L’entrée en scène est magistrale : des jambes nues qui apparaissent, le rideau noir qui épouse la tête, les deux bras dégagés qui s’élèvent fièrement vers la lumière. L’applaudissement lointain signale la venue de la poésie qui s’approche à grands pas : Al Atlal, le poème culte du poète égyptien Ibrahim Naji, interprété avec une puissance inouïe par Oum Kalthoum, considérée comme la plus grande chanteuse du monde arabe et figure emblématique de la féminité. Et c’est peu dire que la chanson enregistrée en public en 1966 n’a rien perdu de sa beauté, son profondeur, sa sensualité. La voix est suave, claire, captivante, incomparable, elle nous emporte et nos émotions dans une mer de tragédie et poésie.
Les pas et les jambes
Hélas les pas du danseur ne suivent pas. L’emprise du chorégraphe sur l’espace créé par la musique tourne à vide. Sous leurs pieds, le paradis ne rajoute rien à cette merveilleuse chanson. Les pas s’avèrent plats, les jambes s’agitent, mais n’arrivent pas à puiser dans le sol, la mère de la force.

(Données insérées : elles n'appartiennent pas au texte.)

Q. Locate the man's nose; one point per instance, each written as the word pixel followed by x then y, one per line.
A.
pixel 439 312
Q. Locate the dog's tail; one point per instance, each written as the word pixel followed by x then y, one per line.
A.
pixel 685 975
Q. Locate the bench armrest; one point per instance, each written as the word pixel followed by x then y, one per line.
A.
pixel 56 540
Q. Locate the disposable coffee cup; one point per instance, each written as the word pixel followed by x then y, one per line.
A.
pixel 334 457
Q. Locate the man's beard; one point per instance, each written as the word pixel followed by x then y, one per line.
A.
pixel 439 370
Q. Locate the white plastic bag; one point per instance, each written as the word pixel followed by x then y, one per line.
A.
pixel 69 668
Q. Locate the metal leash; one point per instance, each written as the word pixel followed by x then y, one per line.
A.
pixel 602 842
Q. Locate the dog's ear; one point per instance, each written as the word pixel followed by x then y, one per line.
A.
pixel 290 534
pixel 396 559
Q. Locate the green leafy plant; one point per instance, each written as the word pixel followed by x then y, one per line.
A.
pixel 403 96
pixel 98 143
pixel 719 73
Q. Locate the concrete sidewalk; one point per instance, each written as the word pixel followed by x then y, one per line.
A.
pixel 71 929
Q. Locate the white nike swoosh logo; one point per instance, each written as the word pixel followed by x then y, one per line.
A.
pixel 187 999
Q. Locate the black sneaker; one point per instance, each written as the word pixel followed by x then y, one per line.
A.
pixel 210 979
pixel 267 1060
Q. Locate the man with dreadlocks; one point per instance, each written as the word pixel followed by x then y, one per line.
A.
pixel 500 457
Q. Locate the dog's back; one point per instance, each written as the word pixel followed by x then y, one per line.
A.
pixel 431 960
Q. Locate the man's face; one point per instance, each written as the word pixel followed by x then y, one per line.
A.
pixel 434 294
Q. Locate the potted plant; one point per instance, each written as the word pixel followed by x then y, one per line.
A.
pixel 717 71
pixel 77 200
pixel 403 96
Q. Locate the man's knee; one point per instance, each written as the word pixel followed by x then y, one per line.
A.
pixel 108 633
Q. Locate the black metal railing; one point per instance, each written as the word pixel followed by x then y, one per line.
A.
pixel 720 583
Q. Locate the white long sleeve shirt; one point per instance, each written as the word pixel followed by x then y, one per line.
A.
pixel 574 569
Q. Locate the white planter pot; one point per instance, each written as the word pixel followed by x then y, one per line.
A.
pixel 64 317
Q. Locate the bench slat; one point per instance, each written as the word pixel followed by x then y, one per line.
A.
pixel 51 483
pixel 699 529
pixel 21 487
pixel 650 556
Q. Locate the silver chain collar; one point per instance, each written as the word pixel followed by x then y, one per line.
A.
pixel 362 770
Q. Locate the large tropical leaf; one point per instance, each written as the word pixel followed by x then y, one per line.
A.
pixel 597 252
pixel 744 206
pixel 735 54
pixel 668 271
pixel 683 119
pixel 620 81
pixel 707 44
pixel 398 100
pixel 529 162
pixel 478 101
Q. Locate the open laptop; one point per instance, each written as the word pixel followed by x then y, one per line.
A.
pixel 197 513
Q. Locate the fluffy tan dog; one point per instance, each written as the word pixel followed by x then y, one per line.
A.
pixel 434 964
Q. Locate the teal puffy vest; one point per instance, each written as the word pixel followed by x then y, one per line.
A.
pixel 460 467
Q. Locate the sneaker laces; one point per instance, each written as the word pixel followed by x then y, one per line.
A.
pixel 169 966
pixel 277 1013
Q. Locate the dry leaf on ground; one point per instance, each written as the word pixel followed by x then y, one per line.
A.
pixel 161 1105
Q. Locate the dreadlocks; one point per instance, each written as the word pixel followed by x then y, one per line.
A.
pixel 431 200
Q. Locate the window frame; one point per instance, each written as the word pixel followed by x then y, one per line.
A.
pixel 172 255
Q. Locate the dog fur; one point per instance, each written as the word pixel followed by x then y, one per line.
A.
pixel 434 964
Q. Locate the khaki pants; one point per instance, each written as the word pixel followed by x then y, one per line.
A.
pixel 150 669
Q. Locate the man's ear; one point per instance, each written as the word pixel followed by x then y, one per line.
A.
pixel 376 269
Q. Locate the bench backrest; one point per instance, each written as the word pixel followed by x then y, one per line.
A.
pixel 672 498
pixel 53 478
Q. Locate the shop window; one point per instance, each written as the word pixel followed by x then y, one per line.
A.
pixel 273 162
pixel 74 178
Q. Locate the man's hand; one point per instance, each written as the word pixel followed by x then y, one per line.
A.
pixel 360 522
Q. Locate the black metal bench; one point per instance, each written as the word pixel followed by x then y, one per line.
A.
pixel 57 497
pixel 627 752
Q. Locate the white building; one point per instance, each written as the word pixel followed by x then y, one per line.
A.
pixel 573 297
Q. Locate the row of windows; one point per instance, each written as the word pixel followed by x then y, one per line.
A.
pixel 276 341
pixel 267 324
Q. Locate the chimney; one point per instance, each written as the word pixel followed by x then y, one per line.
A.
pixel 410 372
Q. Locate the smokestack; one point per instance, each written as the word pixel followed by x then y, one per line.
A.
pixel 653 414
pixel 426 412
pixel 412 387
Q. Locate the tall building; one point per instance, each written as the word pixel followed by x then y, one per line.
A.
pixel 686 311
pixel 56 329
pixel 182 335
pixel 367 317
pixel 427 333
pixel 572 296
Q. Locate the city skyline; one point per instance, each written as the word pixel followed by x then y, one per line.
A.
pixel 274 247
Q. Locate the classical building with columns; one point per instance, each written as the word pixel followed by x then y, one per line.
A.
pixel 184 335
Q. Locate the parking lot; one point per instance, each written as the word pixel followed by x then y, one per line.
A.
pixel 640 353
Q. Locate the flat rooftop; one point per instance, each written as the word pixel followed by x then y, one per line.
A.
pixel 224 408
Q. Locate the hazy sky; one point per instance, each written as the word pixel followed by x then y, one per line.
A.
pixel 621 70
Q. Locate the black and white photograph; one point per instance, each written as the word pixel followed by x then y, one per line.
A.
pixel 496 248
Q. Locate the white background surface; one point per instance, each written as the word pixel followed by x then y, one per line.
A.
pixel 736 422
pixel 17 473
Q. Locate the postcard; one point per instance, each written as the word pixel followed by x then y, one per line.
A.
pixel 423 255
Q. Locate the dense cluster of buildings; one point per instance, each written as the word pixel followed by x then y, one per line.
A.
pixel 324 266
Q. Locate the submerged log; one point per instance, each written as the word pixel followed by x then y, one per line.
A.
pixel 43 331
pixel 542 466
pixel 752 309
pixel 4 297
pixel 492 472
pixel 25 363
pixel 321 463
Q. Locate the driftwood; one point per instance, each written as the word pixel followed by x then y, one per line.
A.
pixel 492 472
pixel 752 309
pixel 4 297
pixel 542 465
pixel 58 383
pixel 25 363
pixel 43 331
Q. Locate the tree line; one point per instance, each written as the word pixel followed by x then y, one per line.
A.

Pendant une heure, on assiste à une chorégraphie sur Al Atlal (Les Ruines), l’une des plus belles chansons de la poésie arabe qui évoque les ruines et les traces laissées par l’amante après son départ. « Un hommage aux héroïnes, aux sœurs, aux mères ». Avant le spectacle, le propos semble clair et pertinent. Sur scène tout devient flou et impuissant. Et la partie prise d’enlever à la fin la culotte n’en fait pas un spectacle culotté.
L'énergie féminine
Souvent, seuls les sous-bras, les mains et les doigts semblent réellement investis. C’est cette partie du corps, exploitée jusqu’aux ongles, qui nous offre les meilleurs moments du spectacle. Entre les coudes et les points de doigts apparaît l’énergie féminine, cette générosité qui permet des gestes extraordinaires, un vocabulaire riche, une expression originale et puissante. Le reste ne dépasse pas l’état d’un décor esthétisé selon des critères qui flottent dans les vagues de la chanson mythique : des mollets appuyés, un ventre affiché et des déhanchements qui basculent parfois un peu trop gratuitement. Tout cela est loin de l’art des arabesques, de la volupté raffinée et la volonté insubmersible qui caractérisent les femmes à qui est destiné cet hommage.
C’est une spectatrice qui a montré avec une efficacité terrible et en quelques secondes les limites du spectacle : penchée sur ses talons aiguilles, elle a quitté la salle en défilant devant la scène, imperturbable, avec une fierté certaine d’être une femme. Dans sa façon de marcher, de tenir tête, de suivre sa direction avec détermination et grâce, c’était ça le plus grand hommage à la féminité de ce soir.